Cook County Treasurer
- In office 1926–1930
- Succeeded by: Joseph McDonough

City Controller of Chicago
- In office 1919–1923

Member of the Illinois Senate (1st District)
- In office 1914–1918
- Preceded by: Francis P. Brady
- Succeeded by: Francis P. Brady

Member of the Chicago City Council from the 2nd ward
- In office 1905–1915 Serving with Thomas J. Dixon (1905–1910); Wilson Shufelt (1910–1912); Norris Hugh (1912–1915)
- Preceded by: Charles Alling
- Succeeded by: Oscar Stanton De Priest

Personal details
- Party: Republican

= George F. Harding Jr. =

American politician

George F. Harding Jr. was an American politician who served as a member of the Illinois Senate and as an alderman in Chicago.

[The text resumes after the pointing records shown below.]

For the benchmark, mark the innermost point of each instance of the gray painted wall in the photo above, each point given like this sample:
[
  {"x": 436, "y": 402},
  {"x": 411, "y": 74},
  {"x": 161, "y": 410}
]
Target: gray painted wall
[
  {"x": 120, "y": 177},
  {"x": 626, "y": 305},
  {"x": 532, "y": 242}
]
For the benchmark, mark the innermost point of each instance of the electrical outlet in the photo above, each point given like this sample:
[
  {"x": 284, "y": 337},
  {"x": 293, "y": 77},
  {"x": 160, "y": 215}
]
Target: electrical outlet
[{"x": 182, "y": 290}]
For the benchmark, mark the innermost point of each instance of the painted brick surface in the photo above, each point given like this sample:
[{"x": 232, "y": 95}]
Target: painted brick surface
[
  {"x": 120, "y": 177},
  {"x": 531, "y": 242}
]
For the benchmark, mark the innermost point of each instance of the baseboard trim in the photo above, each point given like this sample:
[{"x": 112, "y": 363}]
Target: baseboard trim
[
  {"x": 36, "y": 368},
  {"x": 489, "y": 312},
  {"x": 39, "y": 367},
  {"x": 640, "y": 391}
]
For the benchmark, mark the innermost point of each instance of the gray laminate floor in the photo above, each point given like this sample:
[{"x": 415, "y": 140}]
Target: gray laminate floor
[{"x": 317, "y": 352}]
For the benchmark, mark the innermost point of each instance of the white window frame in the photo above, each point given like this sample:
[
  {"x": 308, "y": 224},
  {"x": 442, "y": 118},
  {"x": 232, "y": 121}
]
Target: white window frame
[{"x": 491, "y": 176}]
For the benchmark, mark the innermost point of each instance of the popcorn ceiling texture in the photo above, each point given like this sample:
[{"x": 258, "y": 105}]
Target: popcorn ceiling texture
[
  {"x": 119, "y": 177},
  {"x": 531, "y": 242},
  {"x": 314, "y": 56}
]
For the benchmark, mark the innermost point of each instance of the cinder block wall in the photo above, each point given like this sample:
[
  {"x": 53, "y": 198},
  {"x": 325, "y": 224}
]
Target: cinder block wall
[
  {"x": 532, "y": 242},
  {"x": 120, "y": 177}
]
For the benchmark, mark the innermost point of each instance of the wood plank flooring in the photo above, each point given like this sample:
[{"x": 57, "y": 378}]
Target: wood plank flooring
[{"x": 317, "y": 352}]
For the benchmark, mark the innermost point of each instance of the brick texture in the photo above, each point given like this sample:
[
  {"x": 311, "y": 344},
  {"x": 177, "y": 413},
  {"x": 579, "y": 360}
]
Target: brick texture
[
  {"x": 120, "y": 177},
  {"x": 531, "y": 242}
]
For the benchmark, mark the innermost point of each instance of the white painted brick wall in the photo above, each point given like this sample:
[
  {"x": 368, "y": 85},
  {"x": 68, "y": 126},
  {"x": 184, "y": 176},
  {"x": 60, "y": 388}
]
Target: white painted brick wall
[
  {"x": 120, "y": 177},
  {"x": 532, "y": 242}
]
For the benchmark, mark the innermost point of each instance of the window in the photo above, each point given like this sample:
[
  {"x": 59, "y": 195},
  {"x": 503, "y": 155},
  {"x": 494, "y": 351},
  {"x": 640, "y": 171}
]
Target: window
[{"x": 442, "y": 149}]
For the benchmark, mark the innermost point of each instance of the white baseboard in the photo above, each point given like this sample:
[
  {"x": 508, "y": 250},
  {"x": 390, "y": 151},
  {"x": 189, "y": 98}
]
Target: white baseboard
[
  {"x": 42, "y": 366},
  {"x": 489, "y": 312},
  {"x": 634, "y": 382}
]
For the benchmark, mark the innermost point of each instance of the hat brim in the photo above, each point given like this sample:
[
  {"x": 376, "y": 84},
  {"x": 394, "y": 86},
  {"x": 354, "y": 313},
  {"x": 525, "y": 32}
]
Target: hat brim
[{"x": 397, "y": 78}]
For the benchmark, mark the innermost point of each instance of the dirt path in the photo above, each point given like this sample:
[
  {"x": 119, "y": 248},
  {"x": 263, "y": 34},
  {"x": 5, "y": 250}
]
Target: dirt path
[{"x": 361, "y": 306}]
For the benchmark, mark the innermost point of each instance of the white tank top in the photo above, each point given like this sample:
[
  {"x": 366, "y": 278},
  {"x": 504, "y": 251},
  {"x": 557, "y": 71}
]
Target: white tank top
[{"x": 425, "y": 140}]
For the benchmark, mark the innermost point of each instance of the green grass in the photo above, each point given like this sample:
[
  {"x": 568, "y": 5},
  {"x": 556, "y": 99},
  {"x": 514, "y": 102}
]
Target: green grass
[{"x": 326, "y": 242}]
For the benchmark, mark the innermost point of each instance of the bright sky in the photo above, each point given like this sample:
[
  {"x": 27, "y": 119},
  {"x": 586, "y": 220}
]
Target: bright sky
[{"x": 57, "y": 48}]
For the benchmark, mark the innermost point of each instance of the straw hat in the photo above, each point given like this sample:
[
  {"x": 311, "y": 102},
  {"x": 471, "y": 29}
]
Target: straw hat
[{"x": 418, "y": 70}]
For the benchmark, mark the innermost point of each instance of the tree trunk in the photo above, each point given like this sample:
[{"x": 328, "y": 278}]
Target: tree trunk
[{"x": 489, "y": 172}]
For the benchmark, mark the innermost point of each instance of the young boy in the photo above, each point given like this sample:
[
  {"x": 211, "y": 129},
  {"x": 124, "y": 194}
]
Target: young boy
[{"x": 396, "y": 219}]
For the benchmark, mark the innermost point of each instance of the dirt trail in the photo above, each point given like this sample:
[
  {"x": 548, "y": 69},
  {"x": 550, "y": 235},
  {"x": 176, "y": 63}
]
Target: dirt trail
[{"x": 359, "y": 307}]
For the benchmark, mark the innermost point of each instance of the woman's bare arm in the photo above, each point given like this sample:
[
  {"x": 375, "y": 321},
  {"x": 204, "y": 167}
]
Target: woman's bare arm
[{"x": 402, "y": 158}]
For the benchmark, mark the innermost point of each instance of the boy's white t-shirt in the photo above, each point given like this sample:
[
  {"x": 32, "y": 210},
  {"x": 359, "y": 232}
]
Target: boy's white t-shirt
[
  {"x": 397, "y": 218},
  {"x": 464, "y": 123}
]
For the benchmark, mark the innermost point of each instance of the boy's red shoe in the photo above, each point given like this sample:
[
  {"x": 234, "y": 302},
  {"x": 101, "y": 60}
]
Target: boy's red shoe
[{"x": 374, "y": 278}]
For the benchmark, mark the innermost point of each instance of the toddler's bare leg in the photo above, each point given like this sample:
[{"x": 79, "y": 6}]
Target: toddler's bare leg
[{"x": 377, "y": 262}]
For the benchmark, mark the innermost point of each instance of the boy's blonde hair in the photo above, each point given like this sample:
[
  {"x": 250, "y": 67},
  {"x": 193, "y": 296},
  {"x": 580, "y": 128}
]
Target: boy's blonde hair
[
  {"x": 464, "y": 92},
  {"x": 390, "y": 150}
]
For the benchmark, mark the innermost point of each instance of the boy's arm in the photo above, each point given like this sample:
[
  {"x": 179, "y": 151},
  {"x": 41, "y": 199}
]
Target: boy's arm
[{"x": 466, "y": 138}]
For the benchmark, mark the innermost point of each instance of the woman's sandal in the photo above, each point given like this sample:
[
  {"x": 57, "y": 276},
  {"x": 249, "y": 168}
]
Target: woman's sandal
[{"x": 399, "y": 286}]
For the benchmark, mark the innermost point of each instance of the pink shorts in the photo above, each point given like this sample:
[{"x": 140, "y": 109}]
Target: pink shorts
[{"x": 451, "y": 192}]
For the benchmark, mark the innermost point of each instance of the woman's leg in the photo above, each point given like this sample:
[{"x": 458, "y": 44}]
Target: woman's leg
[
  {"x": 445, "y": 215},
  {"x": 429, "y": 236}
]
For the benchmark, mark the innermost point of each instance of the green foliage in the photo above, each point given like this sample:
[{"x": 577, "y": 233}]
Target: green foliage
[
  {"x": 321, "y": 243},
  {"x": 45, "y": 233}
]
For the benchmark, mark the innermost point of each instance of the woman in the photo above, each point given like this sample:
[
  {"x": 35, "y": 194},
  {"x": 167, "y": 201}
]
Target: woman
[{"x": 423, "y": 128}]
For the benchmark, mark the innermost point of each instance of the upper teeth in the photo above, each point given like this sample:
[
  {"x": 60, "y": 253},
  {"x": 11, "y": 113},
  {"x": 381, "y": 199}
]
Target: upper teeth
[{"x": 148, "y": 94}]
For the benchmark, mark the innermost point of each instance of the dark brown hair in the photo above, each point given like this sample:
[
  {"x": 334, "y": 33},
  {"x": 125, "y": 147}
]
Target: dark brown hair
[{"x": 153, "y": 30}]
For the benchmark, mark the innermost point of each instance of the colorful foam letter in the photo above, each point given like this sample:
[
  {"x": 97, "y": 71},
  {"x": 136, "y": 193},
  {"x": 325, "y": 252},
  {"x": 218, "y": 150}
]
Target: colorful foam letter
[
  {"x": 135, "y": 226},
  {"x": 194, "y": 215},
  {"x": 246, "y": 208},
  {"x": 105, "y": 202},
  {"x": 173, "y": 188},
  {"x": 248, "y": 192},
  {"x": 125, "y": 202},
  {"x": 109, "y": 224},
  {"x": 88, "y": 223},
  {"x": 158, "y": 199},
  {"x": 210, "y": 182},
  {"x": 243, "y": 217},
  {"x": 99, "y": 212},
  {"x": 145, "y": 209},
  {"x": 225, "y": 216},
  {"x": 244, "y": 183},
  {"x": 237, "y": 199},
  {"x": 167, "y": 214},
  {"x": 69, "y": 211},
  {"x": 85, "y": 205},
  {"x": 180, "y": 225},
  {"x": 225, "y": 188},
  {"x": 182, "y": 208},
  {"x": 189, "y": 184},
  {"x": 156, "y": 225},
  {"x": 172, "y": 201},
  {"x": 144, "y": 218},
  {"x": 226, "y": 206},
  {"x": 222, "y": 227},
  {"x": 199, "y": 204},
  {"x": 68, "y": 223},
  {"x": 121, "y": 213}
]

Harding served as an alderman in Chicago being elected to six terms in 1903, 1905, 1907, 1909, 1911, and 1913. Harding was elected in 1914 to the Illinois Senate representing the 1st District in Cook County succeeding Francis P. Brady. He served one term and was succeeded by his predecessor. He served as city controller of Chicago from 1919 through 1923 and as Cook County treasurer from 1926 through 1930.